Vibrational spectroscopy of aluminate spinels at 1 atm and of MgAl2O4 to over 200 kbar

Abstract

Single-crystal Raman and infrared reflectivity data including high pressure results to over 200 kbar on a natural, probably fully ordered MgAl2O4 spinel reveal that many of the reported frequencies from spectra of synthetic spinels are affected by disorder at the cation sites. The spectra are interpreted in terms of factor group analysis and show that the high energy modes are due to the octahedral internal modes, in contrast to the behavior of silicate spinels, but in agreement with previous data based on isotopic and chemical cation substitutions and with new Raman data on gahnite (∼ ZnAl2O4) and new IR reflectivity data on both gahnite and hercynite (∼Fe0.58Mg0.42Al2O4). Therefore, aluminate spinels are inappropriate as elastic or thermodynamic analogs for silicate spinels.
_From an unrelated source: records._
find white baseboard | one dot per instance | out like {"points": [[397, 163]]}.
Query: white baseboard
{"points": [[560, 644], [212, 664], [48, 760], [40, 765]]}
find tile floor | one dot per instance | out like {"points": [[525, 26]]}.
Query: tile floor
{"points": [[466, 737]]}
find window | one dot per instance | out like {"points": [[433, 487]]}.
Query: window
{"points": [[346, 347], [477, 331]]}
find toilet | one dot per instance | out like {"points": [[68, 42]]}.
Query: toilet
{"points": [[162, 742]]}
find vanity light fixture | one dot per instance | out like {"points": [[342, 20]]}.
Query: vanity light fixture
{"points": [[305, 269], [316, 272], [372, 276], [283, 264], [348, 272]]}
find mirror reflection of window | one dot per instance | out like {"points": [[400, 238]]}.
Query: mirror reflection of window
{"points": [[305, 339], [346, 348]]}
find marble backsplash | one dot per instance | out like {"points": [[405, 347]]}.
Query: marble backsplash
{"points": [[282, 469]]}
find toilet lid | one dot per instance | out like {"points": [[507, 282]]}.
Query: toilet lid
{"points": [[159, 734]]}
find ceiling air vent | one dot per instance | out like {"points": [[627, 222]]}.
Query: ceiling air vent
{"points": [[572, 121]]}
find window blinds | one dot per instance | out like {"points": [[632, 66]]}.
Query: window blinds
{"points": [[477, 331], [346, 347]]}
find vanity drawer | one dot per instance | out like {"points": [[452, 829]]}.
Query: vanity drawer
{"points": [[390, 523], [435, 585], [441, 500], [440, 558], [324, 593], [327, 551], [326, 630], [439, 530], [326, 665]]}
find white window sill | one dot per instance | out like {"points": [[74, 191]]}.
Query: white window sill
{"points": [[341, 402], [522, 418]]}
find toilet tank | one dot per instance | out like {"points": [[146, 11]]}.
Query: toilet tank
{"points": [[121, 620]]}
Fluorescence sideband spectra yield complementary information on the vibrational modes and provide valuable information on the acoustic modes at high pressure. The transverse acoustic modes are nearly pressure independent, which is similar to the behavior of the shear modes previously measured by ultrasonic techniques. The pressure derivative of all acoustic modes become negative above 110 kbar, indicating a lattice instability, in agreement with previous predictions. This lattice instability lies at approximately the same pressure as the disproportionation of spinel to MgO and Al2O3 reported in high temperature, high pressure work.